Na minha primeira noite a morar em Inglaterra, levaram-me ao Bingo. Não percebi as regras e em menos de dez minutos já tinha feito figura de parvo. Herman José num lar da Santa Casa não conseguia pôr 150 octogenários com lágrimas nos olhos de tanto se rirem como aquele meu faux-pas pôs num pub de aldeia. Porque é que vos conto isto? Primeiro, para que se compreenda a minha inaptidão: toda a gente sabe as regras do bingo, toda a gente as compreende à primeira. Muitas pessoas compreendem as regras do bingo sem que estas lhes sejam explicadas. É assim tão simples. Temos uma lista de números (ou de ítens) e vamos confirmando se se sucedem ou não.

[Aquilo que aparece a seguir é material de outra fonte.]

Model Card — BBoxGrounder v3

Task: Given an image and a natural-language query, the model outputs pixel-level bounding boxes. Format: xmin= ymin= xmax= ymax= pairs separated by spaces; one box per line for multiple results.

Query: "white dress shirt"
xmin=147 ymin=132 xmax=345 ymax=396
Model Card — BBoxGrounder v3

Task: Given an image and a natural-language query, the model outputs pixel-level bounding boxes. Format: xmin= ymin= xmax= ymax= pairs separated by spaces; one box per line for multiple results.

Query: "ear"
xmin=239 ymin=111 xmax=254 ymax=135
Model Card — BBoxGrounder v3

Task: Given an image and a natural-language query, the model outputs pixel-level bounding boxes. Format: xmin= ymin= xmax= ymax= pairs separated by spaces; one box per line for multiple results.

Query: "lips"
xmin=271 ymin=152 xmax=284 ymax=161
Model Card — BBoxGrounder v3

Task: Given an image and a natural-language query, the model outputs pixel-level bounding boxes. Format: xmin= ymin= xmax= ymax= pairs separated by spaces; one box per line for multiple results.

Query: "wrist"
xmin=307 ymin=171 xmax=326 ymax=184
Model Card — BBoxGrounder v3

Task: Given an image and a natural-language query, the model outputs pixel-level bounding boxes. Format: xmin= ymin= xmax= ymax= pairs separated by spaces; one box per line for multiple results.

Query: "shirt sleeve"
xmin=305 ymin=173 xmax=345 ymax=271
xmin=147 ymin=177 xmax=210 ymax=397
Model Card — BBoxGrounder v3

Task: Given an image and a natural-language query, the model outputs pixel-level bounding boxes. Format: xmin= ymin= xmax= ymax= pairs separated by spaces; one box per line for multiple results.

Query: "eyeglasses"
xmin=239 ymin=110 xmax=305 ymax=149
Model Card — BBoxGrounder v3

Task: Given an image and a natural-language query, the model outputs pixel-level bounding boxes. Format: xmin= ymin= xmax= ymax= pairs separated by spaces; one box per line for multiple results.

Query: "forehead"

Em segundo lugar, porque a Web Summit é uma espécie de jogo de bingo. Se conseguirmos preencher todas as casas, e isso acontece em todas as edições, podem pôr-se em cima da mesa, tal como fiz naquela noite que passei num pub de aldeia — apesar de terem sido lidos apenas três números. Mas chega de falar dos meus hábitos de bebida.

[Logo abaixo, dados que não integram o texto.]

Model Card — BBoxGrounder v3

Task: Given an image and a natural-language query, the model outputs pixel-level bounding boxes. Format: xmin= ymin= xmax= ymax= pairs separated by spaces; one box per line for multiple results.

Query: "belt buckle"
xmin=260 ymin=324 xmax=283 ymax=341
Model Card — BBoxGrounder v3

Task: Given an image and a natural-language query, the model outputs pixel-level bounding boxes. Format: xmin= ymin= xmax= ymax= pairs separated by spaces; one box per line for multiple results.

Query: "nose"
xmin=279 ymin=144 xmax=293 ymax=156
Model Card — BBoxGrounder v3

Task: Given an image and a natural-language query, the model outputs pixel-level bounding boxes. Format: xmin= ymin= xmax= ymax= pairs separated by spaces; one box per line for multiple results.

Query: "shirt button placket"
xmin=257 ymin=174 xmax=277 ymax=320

Todos prontos? Siga para bingo:

Mensagens inspiracionais: Esta foi tão fácil quanto previsível. Ainda não tinham passado cinco minutos e já estavam a começar as massagens de ego tão protocolares quanto desnecessárias. Imaginem um poster motivacional narrado por Saint Paddy em pessoa, o milagreiro a quem um partido em particular faz oferendas generosas. “Há aqui pessoas especiais. Há aqui pessoas excecionais. Há aqui pessoas que vão mudar empresas, cidades e o futuro. Essas pessoas são vocês”. Seria mais honesto se dissesse que havia ali algumas pessoas que iam fazer isso tudo, mas que a maioria não passaria da cepa torta. E nada há de errado nisso. Assim parece só um anúncio da Benetton, só que ao vivo e para uma geração que já não percebe esta referência. Isso ou a inauguração de um lagar de azeite no Parque das Nações.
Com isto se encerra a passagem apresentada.